Rich furrowed his brow. “It’s like books are your religion.”
“Well, my mother was a Confucian, and I believe my father was a Methodist,” Ernest answered with a shrug. “But I didn’t see either one again after I was four or five.”
Rich nodded and clicked his jaw. He seemed to consider this as he drifted to Ernest’s makeshift kitchen, examining photos on the refrigerator of Hanny and Juju as little girls, playing in a plastic swimming pool, drinking from a garden hose.
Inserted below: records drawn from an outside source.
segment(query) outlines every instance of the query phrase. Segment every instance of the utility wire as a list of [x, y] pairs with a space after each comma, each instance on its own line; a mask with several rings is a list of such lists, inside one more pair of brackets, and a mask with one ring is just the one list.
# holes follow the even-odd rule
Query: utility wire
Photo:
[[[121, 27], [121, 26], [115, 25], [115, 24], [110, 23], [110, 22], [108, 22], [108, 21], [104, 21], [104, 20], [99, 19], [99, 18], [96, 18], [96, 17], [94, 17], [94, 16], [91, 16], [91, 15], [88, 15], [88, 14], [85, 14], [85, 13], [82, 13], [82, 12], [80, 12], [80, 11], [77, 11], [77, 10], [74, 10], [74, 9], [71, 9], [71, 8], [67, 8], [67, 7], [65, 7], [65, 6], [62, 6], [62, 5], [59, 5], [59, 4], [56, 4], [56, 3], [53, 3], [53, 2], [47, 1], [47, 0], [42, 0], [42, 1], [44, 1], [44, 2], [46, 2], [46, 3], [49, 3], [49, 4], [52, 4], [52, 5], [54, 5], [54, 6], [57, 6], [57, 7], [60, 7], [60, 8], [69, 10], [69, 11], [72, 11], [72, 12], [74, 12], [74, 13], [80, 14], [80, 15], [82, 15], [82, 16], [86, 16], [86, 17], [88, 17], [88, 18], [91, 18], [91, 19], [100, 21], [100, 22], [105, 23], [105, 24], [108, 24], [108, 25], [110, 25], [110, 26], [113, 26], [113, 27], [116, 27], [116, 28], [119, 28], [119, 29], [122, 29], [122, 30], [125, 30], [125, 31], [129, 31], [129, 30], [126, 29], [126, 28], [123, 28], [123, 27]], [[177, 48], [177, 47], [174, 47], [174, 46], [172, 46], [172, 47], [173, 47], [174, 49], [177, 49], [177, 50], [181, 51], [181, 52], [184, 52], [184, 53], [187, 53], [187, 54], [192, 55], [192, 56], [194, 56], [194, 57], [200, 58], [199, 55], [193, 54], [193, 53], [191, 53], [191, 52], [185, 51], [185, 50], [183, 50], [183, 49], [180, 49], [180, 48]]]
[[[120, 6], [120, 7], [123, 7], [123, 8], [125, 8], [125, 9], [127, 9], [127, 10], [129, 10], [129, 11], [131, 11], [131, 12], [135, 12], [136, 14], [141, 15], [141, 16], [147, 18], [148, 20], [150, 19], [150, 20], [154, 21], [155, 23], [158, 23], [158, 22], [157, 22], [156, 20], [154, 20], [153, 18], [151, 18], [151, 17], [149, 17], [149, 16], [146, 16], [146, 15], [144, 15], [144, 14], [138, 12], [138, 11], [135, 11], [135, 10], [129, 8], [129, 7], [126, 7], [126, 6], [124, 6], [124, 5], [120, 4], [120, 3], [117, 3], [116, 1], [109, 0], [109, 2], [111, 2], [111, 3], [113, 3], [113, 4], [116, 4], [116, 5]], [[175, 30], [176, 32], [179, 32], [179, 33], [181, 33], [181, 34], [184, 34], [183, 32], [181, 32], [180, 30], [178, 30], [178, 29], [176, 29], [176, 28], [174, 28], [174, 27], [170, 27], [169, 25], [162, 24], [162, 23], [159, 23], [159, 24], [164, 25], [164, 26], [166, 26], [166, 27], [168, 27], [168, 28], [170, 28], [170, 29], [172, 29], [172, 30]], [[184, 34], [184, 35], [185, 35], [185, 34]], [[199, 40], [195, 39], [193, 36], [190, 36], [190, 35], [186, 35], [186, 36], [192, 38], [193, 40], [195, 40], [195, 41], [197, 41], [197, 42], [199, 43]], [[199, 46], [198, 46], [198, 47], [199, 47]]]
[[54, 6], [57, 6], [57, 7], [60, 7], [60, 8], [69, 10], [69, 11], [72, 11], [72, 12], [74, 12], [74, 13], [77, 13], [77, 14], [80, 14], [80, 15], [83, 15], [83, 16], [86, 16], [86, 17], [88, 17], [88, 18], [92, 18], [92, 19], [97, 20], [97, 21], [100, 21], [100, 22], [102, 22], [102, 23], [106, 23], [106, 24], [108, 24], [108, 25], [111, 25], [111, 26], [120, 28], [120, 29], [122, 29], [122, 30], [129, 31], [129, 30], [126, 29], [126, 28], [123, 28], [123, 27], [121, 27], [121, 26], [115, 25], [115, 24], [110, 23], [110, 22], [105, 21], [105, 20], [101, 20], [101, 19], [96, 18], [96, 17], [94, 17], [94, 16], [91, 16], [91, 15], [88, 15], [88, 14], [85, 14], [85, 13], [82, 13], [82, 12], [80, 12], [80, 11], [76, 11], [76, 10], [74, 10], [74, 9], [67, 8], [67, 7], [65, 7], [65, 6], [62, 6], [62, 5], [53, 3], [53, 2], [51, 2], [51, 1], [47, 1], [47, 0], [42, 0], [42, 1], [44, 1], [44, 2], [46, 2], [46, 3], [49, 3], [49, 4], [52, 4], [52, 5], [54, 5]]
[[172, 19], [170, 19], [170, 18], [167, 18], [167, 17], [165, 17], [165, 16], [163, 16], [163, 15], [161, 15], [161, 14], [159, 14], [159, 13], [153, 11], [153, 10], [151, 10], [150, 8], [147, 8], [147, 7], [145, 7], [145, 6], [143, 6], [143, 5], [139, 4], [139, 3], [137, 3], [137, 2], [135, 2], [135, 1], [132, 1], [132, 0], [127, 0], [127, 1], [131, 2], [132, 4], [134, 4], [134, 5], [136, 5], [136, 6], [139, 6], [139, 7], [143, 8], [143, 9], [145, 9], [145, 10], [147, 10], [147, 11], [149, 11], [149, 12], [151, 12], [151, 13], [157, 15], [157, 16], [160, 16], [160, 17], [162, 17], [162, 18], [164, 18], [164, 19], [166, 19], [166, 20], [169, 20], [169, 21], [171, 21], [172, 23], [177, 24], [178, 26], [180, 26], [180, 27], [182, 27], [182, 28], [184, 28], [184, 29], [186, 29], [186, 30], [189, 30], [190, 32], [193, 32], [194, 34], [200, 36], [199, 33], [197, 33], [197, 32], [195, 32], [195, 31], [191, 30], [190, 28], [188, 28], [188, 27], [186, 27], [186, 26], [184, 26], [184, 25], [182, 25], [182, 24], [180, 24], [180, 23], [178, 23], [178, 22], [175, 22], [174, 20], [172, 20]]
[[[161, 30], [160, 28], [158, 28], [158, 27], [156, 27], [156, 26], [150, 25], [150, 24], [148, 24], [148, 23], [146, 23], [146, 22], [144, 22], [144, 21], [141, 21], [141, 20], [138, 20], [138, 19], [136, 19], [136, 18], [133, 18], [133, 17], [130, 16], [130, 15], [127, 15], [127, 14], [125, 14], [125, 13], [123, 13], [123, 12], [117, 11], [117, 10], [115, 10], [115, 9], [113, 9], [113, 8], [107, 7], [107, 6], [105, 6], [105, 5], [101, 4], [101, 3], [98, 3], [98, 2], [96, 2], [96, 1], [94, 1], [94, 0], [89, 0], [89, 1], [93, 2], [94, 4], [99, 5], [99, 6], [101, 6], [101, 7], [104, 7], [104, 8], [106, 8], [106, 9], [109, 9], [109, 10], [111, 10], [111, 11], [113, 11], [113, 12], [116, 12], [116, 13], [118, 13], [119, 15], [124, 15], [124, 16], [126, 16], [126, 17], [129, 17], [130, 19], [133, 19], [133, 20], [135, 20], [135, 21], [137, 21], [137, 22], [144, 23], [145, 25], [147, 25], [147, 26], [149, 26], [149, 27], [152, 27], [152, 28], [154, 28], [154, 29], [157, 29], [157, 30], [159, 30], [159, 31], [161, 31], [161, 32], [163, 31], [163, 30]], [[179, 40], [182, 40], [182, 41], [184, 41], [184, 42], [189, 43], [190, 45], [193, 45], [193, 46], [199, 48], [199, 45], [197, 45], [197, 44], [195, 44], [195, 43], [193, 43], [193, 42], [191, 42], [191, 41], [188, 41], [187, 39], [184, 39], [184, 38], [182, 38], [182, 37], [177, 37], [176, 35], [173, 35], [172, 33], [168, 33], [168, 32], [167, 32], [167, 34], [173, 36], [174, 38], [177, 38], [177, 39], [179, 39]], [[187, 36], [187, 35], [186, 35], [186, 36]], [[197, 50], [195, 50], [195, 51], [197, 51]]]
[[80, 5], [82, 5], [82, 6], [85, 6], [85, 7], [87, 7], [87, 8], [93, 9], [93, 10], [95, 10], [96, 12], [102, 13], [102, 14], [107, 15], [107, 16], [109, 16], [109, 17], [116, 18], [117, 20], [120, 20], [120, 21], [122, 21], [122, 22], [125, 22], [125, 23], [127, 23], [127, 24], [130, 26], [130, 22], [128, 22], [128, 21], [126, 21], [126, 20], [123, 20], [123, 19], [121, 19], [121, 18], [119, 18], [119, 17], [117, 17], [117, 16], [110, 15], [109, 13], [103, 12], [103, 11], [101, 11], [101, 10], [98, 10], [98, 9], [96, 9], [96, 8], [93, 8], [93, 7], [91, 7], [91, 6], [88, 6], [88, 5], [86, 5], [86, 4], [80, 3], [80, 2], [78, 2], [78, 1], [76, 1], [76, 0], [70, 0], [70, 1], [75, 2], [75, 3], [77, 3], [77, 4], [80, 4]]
“What’s the story with this morbid-looking thing?” Rich held up a picture postcard of an oil painting that stood out from the black-and-white smiles of the photographs. The postcard’s flat colors depicted a woman with a book and a cigarette. A sad, partially decorated tree, surrounded by faceless women, haunted the background.
“Let me guess, Matisse?” Rich asked.
Ernest shook his head. “That’s Edvard Munch.”
“The Norwegian guy who painted The Scream?” Juju asked.
Ernest nodded.
“So what’s it called then?” Rich raised his eyebrows, unimpressed. “Boring Lady in a Bar Painted by a Second Grader?”
Ernest sighed and ran his fingers through his graying hair. “That particular piece was created when the artist was somewhat down on his luck, and drinking too much. Hanging out in low places. He titled that painting Christmas in the Brothel.”
Hanny glanced toward the kitchen as she lit a cigarette.
“Like that Tenderloin place where you and your wife grew up?” Rich asked.
Ernest nodded. “Sort of an inside joke, if you will, from an old friend.”
“From Uncle Paz?” Juju asked.
Ernest shook his head as he regarded his old typewriter.
The stack of blank pages, layers of onionskin. He’d tried writing something—anything, weaving memories together for Gracie’s benefit, but the few mottled pages he’d typed were little more than awkward attempts, rambling sentences filled with typos, imperfections that had been corrected with Liquid Paper, leaving bumps on the smooth surface that stood out like benign tumors.
Rich turned the postcard over. He touched the stamp, which had been postmarked in North Seattle. He read the back and casually looked up. “So, who’s Margaret Turnbull?”
FADED
(1910)
Ernest opened his eyes as a sharp, metallic ring jarred him awake. He mistook it for another fire alarm before he realized the sound was coming from the telephone in Miss Amber’s room. He heard the ringing again and again as he sat up. His first confused, panicked thoughts were of Fahn.
Ernest had parked in the alley and carried her in through the Tenderloin’s servants’ entrance—much to the shock and bewilderment of Mrs. Blackwell, who’d frantically found Professor True. Together they’d managed to get Fahn, barely conscious, to her old bedroom. Meanwhile, the Tenderloin’s customers were streaming out of the building. The upstairs girls leaned out the windows, watching the commotion up the street, wary of the blaze spreading in their direction. Fortunately the rain and the new pump engine were able to contain the fire.
Iris, Violet, and Rose helped get Fahn into a hot bath, washing the smoke and soot from her hair. They dressed her for bed, bandaged her feet. Ernest had made elderberry tea, and Mrs. Blackwell heated a bowl of beef bone soup with onion syrup.
Fahn had begun running a fever and said very little as they tried to feed her.
“I just…wanted…to say goodbye to Maisie,” she had murmured. She had said even less after Mrs. Blackwell gave her a generous mug of warm brandy.
“The girls found marks on her arm,” Mrs. Blackwell had whispered as Fahn drifted off to sleep. The stout cook pointed to a spot on her own sleeve near the pit of her elbow. “Some kind of poison, I tell you. Probably a morphine gun. Some cribs do that. I hope she burned every last one of them along with that wretched place.”
Ernest heard the telephone ringing again. He squinted at the morning sunlight streaming through the windows. He regarded his chauffeur’s uniform, now terribly wrinkled, then trundled down the hall in the direction of the sound, knowing that most of the upstairs girls would still be in bed.